Die »sanfte Tour« nahm ihren klassischen Fortgang. Maigrets Miene wurde ernst, verwirrt.
»Also da ist etwas, was die Sache nicht gerade vereinfacht. Der Untersuchungsrichter ruft an und teilt mit, daß sich soeben ein neuer Zeuge bei der Staatsanwaltschaft gemeldet hat. Ein Mann, der unmittelbar gegenüber dem Hause 67a in der Rue Caulaincourt wohnt. Er behauptet, er habe Sie am Freitag kurz nach fünf den Schlüssel aus dem Fenster werfen sehen. Man hat den Schlüssel gefunden.«
»Ist mir egal«, seufzte Le Cloaguen.
»Trotzdem, diese Aussage vereinfacht Ihre Situation nicht gerade und …«
Maigret legte einen Schlüssel auf den Schreibtisch.
»Sie wissen sehr gut, Herr Kommissar, daß es nicht stimmt«, murmelte der Alte mit entwaffnender Friedfertigkeit.
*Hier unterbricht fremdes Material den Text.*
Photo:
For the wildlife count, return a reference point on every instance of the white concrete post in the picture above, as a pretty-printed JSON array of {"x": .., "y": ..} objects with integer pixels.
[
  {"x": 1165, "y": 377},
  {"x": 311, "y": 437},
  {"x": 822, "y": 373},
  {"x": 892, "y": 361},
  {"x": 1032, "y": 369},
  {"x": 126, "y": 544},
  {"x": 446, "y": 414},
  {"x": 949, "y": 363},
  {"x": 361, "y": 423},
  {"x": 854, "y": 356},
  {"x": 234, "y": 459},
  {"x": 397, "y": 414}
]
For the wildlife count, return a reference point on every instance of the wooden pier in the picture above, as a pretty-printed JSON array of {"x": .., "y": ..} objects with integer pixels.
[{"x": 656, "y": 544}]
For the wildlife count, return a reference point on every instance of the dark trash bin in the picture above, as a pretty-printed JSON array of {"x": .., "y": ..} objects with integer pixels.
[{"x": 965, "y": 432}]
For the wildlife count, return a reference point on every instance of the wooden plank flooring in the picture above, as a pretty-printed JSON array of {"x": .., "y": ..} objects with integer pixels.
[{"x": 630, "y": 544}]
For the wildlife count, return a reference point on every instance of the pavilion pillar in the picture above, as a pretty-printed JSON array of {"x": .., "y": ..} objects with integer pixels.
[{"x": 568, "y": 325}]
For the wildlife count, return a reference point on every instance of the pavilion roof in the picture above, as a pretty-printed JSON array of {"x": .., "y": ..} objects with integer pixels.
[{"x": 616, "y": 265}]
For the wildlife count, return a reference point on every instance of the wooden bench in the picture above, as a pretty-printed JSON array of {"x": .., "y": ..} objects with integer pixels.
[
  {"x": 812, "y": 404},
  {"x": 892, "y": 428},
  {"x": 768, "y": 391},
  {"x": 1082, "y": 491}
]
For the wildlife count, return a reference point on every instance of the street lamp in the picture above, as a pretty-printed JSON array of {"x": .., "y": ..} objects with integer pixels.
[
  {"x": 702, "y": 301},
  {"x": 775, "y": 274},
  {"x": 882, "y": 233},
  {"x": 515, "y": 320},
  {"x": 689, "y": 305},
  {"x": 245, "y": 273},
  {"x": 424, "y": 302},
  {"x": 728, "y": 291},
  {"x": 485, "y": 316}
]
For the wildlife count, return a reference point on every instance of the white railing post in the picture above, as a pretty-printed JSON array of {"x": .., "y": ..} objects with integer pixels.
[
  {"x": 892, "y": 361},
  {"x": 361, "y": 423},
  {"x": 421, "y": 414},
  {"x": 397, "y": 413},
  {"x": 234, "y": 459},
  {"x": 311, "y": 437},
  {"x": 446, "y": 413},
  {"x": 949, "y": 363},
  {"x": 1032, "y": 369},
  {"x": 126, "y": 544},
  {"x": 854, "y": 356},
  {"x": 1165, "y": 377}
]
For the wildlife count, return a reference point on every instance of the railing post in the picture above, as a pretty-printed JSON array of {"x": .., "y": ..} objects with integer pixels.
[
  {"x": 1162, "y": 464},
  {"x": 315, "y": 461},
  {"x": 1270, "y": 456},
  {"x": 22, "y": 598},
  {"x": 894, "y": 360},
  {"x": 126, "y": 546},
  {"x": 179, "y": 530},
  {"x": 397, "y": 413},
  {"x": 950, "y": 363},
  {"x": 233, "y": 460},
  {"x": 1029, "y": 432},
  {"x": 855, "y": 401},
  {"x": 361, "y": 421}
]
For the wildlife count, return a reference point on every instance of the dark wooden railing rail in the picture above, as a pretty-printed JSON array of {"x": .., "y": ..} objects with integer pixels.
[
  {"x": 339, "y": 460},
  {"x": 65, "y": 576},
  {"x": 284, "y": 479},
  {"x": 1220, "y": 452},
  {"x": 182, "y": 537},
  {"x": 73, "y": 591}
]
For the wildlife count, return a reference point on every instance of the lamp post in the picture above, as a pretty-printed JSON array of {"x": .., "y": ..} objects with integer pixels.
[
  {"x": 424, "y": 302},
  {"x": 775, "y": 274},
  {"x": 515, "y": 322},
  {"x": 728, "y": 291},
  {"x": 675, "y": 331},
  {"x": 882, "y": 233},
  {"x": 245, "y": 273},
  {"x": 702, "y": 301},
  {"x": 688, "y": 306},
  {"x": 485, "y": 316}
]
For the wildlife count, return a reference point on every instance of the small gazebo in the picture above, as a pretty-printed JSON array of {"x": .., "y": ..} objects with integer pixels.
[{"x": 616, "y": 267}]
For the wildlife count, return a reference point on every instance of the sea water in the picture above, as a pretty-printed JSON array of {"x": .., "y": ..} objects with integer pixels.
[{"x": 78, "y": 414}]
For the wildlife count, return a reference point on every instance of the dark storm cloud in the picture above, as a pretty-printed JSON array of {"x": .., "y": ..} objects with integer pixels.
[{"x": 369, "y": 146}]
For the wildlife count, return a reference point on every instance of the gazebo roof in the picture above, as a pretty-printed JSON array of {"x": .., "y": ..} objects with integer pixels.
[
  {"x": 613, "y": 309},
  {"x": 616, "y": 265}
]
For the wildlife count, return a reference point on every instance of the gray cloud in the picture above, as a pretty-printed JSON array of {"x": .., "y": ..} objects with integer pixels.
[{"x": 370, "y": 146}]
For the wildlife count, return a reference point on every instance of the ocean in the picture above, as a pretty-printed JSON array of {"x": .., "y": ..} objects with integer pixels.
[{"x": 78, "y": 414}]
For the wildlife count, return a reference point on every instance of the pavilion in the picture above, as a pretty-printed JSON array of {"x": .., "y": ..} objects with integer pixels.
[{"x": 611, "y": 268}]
»Hören Sie, Monsieur Le Cloaguen. Sie müssen zugeben, daß Ihr Leben zumindest einige Rätsel aufgibt. Sie sind reich, intelligent. Sie sind ein ausgezeichneter Schiffsarzt gewesen. Sie haben Mut bewiesen, wie aus Ihren Papieren hervorgeht. Doch plötzlich leben Sie wie ein Bettler, plötzlich werden Sie zu Hause wie ein lästiger Zeitgenosse eingesperrt, verbringen Sie Ihre Tage damit, die Straßen und Quais entlangzulaufen. Was hat diese Veränderung bewirkt? Warum sind Sie von Saint-Raphaël nach Paris gezogen? Warum …?«
Le Cloaguen hob den Kopf. In seinen hellen Augen lag tragische Naivität, als er murmelte:
»Sie wissen genau, daß ich verrückt bin.«
»Sie wollen sagen, daß gewisse Leute – Ihre Frau, vielleicht auch Ihre Tochter – Ihnen einzureden versuchen, Sie seien verrückt?«
Er schüttelte den Kopf. Leidenschaftslos und hartnäckig wiederholte er:
»Nein, ich bin verrückt.«
»Bedenken Sie die Tragweite dessen, was Sie da sagen. Wenn Sie wirklich verrückt sind, was ich nicht glaube, spricht nichts gegen die Annahme, daß Sie Mademoiselle Jeanne ermordet haben. Verrückte sind unberechenbar. Sie sind bei ihr in der Wohnung. Da kommt Ihnen der Gedanke, sie zu töten. Sie setzen ihn in die Tat um. Dann kommen Sie wieder zu Verstand und haben Angst vor den Folgen Ihrer Tat. Um nicht in Verdacht zu geraten oder weil Sie Schritte auf der Treppe hören, schließen Sie sich in der Küche ein und werfen den Schlüssel aus dem Fenster.«
Der andere antwortete nicht.
»War es so?«
Fast hatte Maigret Angst, ein Ja zu hören, obwohl das doch seine Untersuchung beendet hätte. Doch das Ergebnis, das er erzielte, war ein anderes. Nach drei langen Stunden fiel endlich eine Bemerkung, die ein bißchen Licht in die Angelegenheit brachte:
»Ich bin verrückt, aber ich habe Jeanne nicht getötet.«
»Sie haben sie Jeanne genannt. Sie geben also zu, daß Sie in recht intimer Beziehung zu ihr gestanden haben! Sagen Sie genau, welcher Art diese Beziehung war. Haben Sie keine Scheu! Wir sind hier allerlei gewöhnt.«
»Ich habe nichts zu sagen. Ich bin sehr, sehr müde.«
Schüchtern fügte er hinzu:
»Ich habe Durst.«
Da ging Maigret noch einmal nach nebenan und kam mit einem großen Glas Bier zurück. Das Gesicht des Alten neigte sich nach hinten, der Flüssigkeitsspiegel im Glas sank, während man den Adamsapfel heftig arbeiten sah.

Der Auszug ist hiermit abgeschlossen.